Depuis de nombreuses années, et en particulier depuis début 2020, il semblerait que l’un des termes les plus fréquemment utilisés soit le mot crise. Même si celle-ci peut revêtir des formes très variées, sa notion de gestion semble plus difficile à cerner. Que ce soit pour une organisation, une entreprise ou un individu, la définition de la gestion de crise reste pourtant la même. Seuls les moyens, l’organisation et les processus diffèrent. 

Les deux années de crise sanitaire nous ont également montré les capacités des organisations à apporter des plans d’action rationnels, et en adéquation avec l’évolution permanente des éléments de contexte. Pour le plus grand nombre, la posture de gestion de crise n’est que ponctuelle, le but étant de minimiser les impacts et de revenir à la normalité.
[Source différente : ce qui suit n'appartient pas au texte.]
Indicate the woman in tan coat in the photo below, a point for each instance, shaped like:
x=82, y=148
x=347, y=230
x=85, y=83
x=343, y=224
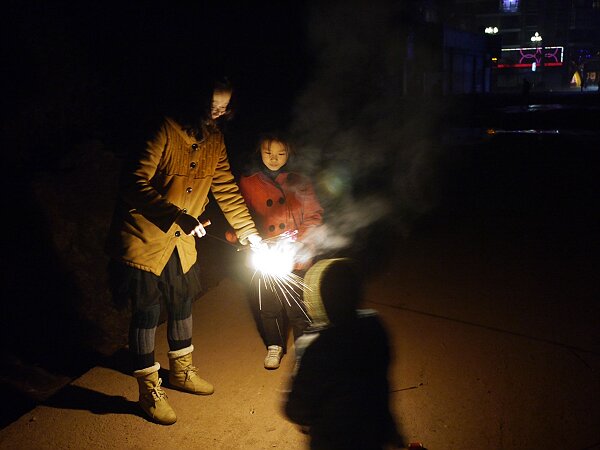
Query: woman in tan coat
x=153, y=242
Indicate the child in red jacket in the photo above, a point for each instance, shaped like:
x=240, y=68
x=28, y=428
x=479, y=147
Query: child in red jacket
x=281, y=201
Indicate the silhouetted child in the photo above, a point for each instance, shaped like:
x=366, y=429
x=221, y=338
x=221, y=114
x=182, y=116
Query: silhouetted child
x=339, y=391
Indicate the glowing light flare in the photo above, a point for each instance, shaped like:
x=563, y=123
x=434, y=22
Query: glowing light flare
x=276, y=259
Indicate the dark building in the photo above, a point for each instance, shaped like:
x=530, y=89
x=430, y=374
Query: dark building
x=554, y=44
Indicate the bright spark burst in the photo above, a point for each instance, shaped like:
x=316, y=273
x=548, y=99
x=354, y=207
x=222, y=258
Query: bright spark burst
x=274, y=264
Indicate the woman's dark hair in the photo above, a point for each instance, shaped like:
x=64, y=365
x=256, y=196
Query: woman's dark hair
x=192, y=107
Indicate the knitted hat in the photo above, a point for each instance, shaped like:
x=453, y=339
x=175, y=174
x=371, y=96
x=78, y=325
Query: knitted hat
x=333, y=290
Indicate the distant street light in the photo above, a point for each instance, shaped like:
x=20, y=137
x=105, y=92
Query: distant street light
x=536, y=37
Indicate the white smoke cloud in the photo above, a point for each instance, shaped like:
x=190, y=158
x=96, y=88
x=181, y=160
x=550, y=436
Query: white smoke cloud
x=349, y=120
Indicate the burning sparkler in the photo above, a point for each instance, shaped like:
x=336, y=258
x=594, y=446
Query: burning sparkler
x=273, y=262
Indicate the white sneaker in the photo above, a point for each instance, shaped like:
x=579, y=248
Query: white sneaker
x=274, y=354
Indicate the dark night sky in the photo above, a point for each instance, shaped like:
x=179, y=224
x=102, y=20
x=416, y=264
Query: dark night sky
x=109, y=63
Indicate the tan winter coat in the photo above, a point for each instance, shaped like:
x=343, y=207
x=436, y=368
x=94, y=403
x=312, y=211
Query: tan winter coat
x=174, y=175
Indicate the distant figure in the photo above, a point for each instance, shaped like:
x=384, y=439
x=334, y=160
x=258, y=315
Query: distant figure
x=152, y=240
x=280, y=200
x=340, y=392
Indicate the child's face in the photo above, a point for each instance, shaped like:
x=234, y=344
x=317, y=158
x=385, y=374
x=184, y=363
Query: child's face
x=219, y=104
x=274, y=154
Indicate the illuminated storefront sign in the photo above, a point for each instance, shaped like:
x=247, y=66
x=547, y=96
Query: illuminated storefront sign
x=525, y=57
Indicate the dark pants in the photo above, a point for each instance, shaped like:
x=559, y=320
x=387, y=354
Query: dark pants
x=148, y=293
x=280, y=307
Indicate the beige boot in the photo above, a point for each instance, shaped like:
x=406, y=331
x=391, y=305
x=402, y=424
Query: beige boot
x=184, y=376
x=153, y=399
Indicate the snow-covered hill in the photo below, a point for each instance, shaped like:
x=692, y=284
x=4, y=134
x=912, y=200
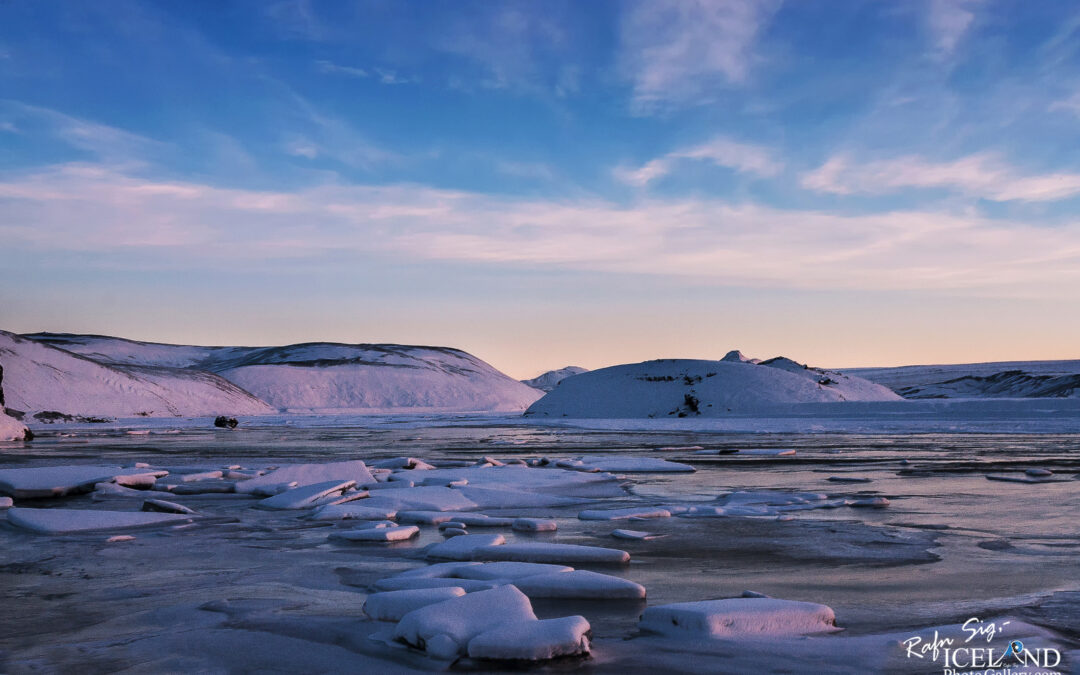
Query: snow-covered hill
x=684, y=388
x=325, y=377
x=329, y=377
x=1007, y=379
x=39, y=378
x=548, y=380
La réponse est, dans une grande majorité de cas, apportée par les gestionnaires des risques en charge des plans, avec pour objectif principal de gérer les conséquences immédiates avec les parties prenantes primo-intervenantes connues. 
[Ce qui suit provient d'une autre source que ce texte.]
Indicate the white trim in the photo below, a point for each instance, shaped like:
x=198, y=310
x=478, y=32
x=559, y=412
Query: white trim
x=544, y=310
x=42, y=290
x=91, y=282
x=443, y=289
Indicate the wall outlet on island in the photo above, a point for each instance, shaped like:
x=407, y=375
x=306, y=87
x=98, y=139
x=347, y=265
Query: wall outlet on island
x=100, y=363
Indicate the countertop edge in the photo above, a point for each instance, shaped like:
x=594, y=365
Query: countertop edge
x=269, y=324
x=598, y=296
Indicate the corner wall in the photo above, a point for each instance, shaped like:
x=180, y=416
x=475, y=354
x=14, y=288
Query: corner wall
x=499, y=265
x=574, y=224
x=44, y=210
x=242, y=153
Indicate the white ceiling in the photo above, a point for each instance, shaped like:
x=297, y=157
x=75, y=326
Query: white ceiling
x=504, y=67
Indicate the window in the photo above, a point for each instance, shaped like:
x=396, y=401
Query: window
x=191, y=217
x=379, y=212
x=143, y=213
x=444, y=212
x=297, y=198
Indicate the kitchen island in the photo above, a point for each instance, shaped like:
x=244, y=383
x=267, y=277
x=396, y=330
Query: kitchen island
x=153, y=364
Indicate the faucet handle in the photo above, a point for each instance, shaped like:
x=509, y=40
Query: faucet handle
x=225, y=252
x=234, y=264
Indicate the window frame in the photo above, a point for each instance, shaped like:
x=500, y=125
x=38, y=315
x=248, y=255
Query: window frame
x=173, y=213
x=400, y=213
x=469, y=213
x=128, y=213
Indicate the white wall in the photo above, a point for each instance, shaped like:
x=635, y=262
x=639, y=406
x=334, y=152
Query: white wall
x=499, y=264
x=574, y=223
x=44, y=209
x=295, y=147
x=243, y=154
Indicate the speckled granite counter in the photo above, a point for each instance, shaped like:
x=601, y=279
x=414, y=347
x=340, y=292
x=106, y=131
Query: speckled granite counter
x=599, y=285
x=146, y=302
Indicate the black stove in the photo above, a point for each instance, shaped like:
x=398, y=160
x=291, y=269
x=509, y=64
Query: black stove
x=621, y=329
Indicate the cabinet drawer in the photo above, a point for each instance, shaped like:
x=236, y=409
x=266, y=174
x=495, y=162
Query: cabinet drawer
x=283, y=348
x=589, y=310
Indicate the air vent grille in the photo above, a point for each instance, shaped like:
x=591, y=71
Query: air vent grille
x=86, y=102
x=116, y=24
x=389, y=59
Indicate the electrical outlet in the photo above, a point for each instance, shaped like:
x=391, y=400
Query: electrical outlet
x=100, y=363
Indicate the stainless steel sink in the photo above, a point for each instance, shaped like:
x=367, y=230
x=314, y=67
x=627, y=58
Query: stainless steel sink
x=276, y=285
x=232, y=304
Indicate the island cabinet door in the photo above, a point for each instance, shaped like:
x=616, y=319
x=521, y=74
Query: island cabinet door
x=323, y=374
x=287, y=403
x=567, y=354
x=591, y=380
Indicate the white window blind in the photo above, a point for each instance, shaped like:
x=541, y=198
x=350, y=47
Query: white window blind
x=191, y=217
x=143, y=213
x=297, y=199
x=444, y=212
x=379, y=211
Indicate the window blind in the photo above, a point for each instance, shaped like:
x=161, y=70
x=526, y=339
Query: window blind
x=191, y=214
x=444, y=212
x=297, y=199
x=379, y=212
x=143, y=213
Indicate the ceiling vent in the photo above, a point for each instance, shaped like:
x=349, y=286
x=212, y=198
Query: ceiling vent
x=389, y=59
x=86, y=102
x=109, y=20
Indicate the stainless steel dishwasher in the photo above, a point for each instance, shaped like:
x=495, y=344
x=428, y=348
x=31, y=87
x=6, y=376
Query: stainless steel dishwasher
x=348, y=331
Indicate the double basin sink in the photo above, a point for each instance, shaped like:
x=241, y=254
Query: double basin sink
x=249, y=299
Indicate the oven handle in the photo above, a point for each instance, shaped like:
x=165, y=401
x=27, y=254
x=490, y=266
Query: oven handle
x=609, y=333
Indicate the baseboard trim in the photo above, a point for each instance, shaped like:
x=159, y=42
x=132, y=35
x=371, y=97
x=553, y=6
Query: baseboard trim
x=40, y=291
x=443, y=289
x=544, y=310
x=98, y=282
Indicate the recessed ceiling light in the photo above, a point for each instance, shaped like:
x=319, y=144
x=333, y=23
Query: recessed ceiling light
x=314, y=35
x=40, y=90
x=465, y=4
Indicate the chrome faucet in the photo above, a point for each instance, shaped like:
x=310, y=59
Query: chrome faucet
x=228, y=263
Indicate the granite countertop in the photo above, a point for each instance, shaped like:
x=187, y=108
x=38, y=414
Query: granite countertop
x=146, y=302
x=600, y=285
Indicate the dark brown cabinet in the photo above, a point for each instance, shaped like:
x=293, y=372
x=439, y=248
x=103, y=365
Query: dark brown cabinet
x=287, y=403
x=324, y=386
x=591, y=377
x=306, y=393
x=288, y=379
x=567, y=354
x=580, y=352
Cette réponse est tout à fait compréhensible, car elle s’appuie sur la vision d’un événement comme étant un scénario de risques, auquel nous répondons par la mise en place d’un plan préparé à l’avance, et sur lequel se greffent des éléments de communication de crise. 
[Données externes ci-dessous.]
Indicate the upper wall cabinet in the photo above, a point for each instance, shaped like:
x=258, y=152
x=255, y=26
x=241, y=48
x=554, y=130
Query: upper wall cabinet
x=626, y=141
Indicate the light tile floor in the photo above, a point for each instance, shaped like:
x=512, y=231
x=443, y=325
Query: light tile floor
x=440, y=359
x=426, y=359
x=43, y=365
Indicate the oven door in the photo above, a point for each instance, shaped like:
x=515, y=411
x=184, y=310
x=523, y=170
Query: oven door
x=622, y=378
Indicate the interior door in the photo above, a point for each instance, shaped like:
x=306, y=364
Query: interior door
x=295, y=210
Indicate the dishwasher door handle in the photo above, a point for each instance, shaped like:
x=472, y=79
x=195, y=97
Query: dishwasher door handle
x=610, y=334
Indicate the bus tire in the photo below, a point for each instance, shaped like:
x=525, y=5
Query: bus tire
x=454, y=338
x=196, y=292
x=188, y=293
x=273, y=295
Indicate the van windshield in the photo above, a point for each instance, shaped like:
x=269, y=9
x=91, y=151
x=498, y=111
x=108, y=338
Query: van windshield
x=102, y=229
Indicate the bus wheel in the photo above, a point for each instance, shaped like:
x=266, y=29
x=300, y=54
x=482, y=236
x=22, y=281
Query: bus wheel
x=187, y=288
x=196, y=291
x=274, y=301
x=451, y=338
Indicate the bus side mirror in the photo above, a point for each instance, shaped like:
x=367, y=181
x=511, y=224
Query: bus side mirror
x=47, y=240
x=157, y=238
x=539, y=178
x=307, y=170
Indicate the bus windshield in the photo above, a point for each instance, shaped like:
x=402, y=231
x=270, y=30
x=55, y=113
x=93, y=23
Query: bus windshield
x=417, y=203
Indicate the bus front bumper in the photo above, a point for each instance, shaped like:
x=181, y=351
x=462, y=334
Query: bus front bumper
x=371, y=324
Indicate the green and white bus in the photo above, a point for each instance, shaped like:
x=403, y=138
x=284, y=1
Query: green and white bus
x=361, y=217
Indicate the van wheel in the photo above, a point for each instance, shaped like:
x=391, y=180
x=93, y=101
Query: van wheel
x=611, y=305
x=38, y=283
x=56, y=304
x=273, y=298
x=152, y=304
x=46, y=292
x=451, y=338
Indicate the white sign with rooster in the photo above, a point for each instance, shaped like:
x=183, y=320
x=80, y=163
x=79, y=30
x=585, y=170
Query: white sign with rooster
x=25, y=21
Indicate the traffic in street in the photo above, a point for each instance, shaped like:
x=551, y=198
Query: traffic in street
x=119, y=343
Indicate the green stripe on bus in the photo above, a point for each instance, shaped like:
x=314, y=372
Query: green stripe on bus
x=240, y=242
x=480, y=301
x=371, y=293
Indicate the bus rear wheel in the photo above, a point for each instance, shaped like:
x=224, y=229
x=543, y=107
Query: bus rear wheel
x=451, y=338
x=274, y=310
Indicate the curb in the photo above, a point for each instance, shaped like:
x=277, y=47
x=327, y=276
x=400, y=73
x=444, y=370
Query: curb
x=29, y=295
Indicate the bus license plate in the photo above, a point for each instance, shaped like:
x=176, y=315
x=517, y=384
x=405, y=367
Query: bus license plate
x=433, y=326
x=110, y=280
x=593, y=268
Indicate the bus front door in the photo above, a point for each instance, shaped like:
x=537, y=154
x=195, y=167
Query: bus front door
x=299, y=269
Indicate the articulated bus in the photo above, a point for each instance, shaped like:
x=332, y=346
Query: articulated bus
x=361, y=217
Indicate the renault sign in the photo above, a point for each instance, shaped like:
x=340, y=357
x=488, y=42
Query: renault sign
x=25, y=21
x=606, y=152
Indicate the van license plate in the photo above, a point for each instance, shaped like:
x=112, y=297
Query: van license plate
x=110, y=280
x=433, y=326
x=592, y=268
Mais à trop vouloir se cantonner aux risques, nous en oublions que c’est une crise, et qu’il est primordial de répondre à la question fondamentale : qu’est-ce que l’on attend de nous ?

La culture durable de la gestion de crise

La manière dont les réponses sont apportées, et encore plus leur contenu, nous renseignent sur le chemin qu’il nous reste à parcourir pour que la thématique de la gestion de crise devienne enfin un véritable métier. Celle-ci est une posture dérogatoire, dans le sens où, même si l’organisation est préparée à faire face, l’acceptation, l’adaptation et la création d’un modèle de réponse qui n’existe pas sont les clés essentielles à l’atteinte des attendus.

Les crises récentes nous ont, dans une grande majorité des cas, montré tout autre chose :

  • Coupable en aucun cas. 
  • Rejet de la faute sur les autres et/ou le contexte. 
  • Injustice aux vues de tout ce qui a été fait en amont. 
  • Solutions et plans d’action en décalage avec les attendus. 
  • Empathie fausse, excuses tardives non suivies par un réel changement de posture. 

Personne ne souhaite que le mot CRISE devienne cet acronyme.

Pourtant les cas Orpea, Buitoni, Ferrero, Lactalis, Lubrizol nous montrent que le contexte actuel rend les choses plus difficiles que prévu. 

Et si les crises actuelles étaient enfin une opportunité pour les entreprises d’implémenter une culture durable de la gestion de crise ? En d’autres mots, changer enfin de paradigme pour que cette mission devienne permanente et éthique.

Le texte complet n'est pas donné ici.